The goal for the final project is for you to build out a recommender system using a large dataset (ex: 1M+ ratings or 10k+ users, 10k+ items. There are three deliverables, with separate dates:
[1] Planning Document Find an interesting dataset and describe the system you plan to build out. If you would like to use one of the datasets you have already worked with, you should add a unique element or incorporate additional data. (i.e. explicit features you scrape from another source, like image analysis on movie posters). The overall goal, however, will be to produce quality recommendations by extracting insights from a large dataset. You may do so using Spark, or another distributed computing method, OR by effectively applying one of the more advanced mathematical techniques we have covered. There is no preference for one over the other, as long as the recommender works!
[2] Implementation.
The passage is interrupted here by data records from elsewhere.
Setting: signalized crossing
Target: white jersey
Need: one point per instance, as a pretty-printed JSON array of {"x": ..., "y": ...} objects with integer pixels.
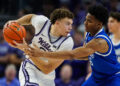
[
  {"x": 116, "y": 47},
  {"x": 29, "y": 73}
]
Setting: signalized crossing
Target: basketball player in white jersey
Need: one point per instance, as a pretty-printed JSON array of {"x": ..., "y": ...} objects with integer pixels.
[
  {"x": 114, "y": 28},
  {"x": 50, "y": 35}
]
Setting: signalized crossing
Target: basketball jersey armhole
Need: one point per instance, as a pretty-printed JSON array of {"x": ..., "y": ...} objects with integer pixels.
[
  {"x": 109, "y": 44},
  {"x": 86, "y": 36}
]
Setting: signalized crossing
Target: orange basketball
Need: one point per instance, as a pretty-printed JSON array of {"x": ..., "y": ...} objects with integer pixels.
[{"x": 15, "y": 32}]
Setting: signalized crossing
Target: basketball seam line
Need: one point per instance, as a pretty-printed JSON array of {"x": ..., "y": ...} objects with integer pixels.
[{"x": 15, "y": 32}]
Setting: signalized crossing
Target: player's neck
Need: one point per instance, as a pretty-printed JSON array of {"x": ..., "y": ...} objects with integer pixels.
[
  {"x": 117, "y": 35},
  {"x": 54, "y": 31}
]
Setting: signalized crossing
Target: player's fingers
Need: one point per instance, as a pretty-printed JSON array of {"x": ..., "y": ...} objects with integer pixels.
[
  {"x": 24, "y": 41},
  {"x": 35, "y": 46},
  {"x": 15, "y": 43}
]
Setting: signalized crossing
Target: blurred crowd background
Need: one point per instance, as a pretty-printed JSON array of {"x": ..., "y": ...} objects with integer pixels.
[{"x": 70, "y": 73}]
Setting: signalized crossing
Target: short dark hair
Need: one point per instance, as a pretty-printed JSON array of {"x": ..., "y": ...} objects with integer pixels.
[
  {"x": 99, "y": 12},
  {"x": 60, "y": 14},
  {"x": 115, "y": 15}
]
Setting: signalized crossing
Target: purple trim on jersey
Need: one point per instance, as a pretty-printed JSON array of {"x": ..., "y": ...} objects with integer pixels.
[
  {"x": 63, "y": 41},
  {"x": 27, "y": 83},
  {"x": 41, "y": 29},
  {"x": 50, "y": 38}
]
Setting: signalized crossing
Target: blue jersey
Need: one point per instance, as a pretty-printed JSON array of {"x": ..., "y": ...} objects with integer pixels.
[
  {"x": 103, "y": 64},
  {"x": 117, "y": 47}
]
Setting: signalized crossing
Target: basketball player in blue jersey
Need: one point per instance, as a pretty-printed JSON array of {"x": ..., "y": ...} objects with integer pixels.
[
  {"x": 114, "y": 28},
  {"x": 50, "y": 35},
  {"x": 98, "y": 48}
]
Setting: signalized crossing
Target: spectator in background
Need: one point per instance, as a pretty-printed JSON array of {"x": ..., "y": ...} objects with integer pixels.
[
  {"x": 66, "y": 75},
  {"x": 10, "y": 77},
  {"x": 114, "y": 28}
]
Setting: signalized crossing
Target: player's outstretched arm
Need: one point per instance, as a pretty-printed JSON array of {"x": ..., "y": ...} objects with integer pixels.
[{"x": 99, "y": 45}]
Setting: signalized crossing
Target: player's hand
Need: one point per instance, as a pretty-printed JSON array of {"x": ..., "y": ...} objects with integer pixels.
[
  {"x": 35, "y": 52},
  {"x": 9, "y": 23}
]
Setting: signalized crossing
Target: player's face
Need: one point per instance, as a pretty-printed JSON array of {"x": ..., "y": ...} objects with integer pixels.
[
  {"x": 113, "y": 25},
  {"x": 91, "y": 24},
  {"x": 64, "y": 26}
]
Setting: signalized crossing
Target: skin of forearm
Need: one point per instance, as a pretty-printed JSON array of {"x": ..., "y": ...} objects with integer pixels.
[{"x": 25, "y": 20}]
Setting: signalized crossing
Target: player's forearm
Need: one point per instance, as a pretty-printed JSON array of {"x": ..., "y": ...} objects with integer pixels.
[
  {"x": 79, "y": 53},
  {"x": 25, "y": 20}
]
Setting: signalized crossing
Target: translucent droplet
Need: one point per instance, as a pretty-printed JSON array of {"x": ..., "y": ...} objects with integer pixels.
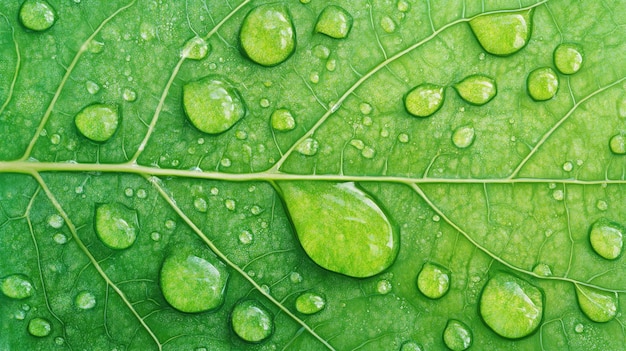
[
  {"x": 568, "y": 58},
  {"x": 212, "y": 105},
  {"x": 334, "y": 21},
  {"x": 191, "y": 283},
  {"x": 542, "y": 84},
  {"x": 477, "y": 89},
  {"x": 39, "y": 327},
  {"x": 267, "y": 35},
  {"x": 457, "y": 336},
  {"x": 503, "y": 34},
  {"x": 510, "y": 306},
  {"x": 98, "y": 122},
  {"x": 463, "y": 137},
  {"x": 308, "y": 147},
  {"x": 424, "y": 100},
  {"x": 251, "y": 321},
  {"x": 85, "y": 300},
  {"x": 37, "y": 15},
  {"x": 17, "y": 286},
  {"x": 55, "y": 221},
  {"x": 310, "y": 303},
  {"x": 607, "y": 238},
  {"x": 116, "y": 225}
]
In this final project deliverable, you’ll build out the system that you describe in the planning document.

Final Project Dataset

The dataset that will be used for the final project will be the the books dataset by zygmuntz. This dataset contains 6 million ratings for ten thousand of the most popular books. Information included in this dataset include books marked to be read by the users, metadata for books (author, year, etc.) and tags/shelves/genres. The dataset for this project complies with the requirement for having enough users and items to develop a robust recommender system. The link to the dataset can be found on href = https://github.com/zygmuntz/goodbooks-10k> github here.

Project planning


The project will be structured such that the dataset will be imported from github and transformed into a usable format for our recommendation engines. The project will be done in RStudio with “recommenderlab” being the primary package for developing and evaluating the model.

The steps learned throughout this course will be applied to the dataset including sampling, splitting, and modeling techniques. The recommender models that will be used are IBCF (Pearson, Jaccard, & Cosine), UBCF (Pearson, Jaccard, and Cosine), SVD (center, Z_score, no normalization), and ALS (center, z_score, no_normalization). A distributed system will be used to model the systems with spark. The sparklyr package will be used for this. because metadata is also included, an attempt at cold-start recommendations based on metadata may be attempted.

The models will be evaluated using model accuracy metrics such as RMSE, MAE, MSE, ROC, and AUC and this will be done iteratively to assess accuracy along a range of model tuning modifications. A measure of each model’s time for training and prediction will also be measured for a feedback assessment.